また、投手力以上に力を発揮したのが1番から9番まで気を抜ける事が出来ない強力な打線。敗退する前までの4戦28点、1試合平均7点の破壊力は今大会随一と言っても過言ではないだろう。力だけでは勝てない。それが甲子園に住むと言われるトーナメント戦の魔物なのだろう。
ベスト8・仙台育英
4年前、初めて真紅の優勝旗を白河の関を越えてもたらした東北の雄仙台育英。このところベスト8の常連。今大回も実力のある複数の投手を擁して接戦を勝ち抜いてきた。しかし、準々決勝でエース梶井湊斗と並ぶ柱の2年生の古川諒弥が初回にまさかの5失点。計11失点で無念の敗退。

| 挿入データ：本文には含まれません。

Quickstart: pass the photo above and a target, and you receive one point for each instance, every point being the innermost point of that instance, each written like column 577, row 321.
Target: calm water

打撃陣では1番から3番まで2年生の他に、1年生の野手も先発する若いチーム。爆発力には欠けたが強敵相手に積んだ経験は来年以降に活きるはず。失策のあった守備をも鍛えて再出発。来年以降に再び優勝旗を東北へ持ち帰るべく鍛錬に励んで欲しい。
ベスト8・有明
今大会、ある意味で最も注目されたのが、大会直前に大きな地震の被害に遭った熊本代表の有明。率直に申し上げて、実力的にはそれ程注目される存在ではなかった。しかし、同じ3年生左腕の斉藤遼太郎と、工修哉の2枚看板で、工ー斉藤の継投で全て逆転で勝ち上がってきた。
しかも、その工が怪我で途中からは投球が出来ない中で、準々決勝で強敵健大高崎を相手に斉藤が相手エース石垣との投げ合いで両者譲らず延長タイブレークへ。惜しくも0ー1で敗退したが、熊本だけでなく全国の応援を受けて被災地に勇気を与えた。正に有明旋風を巻き起こした。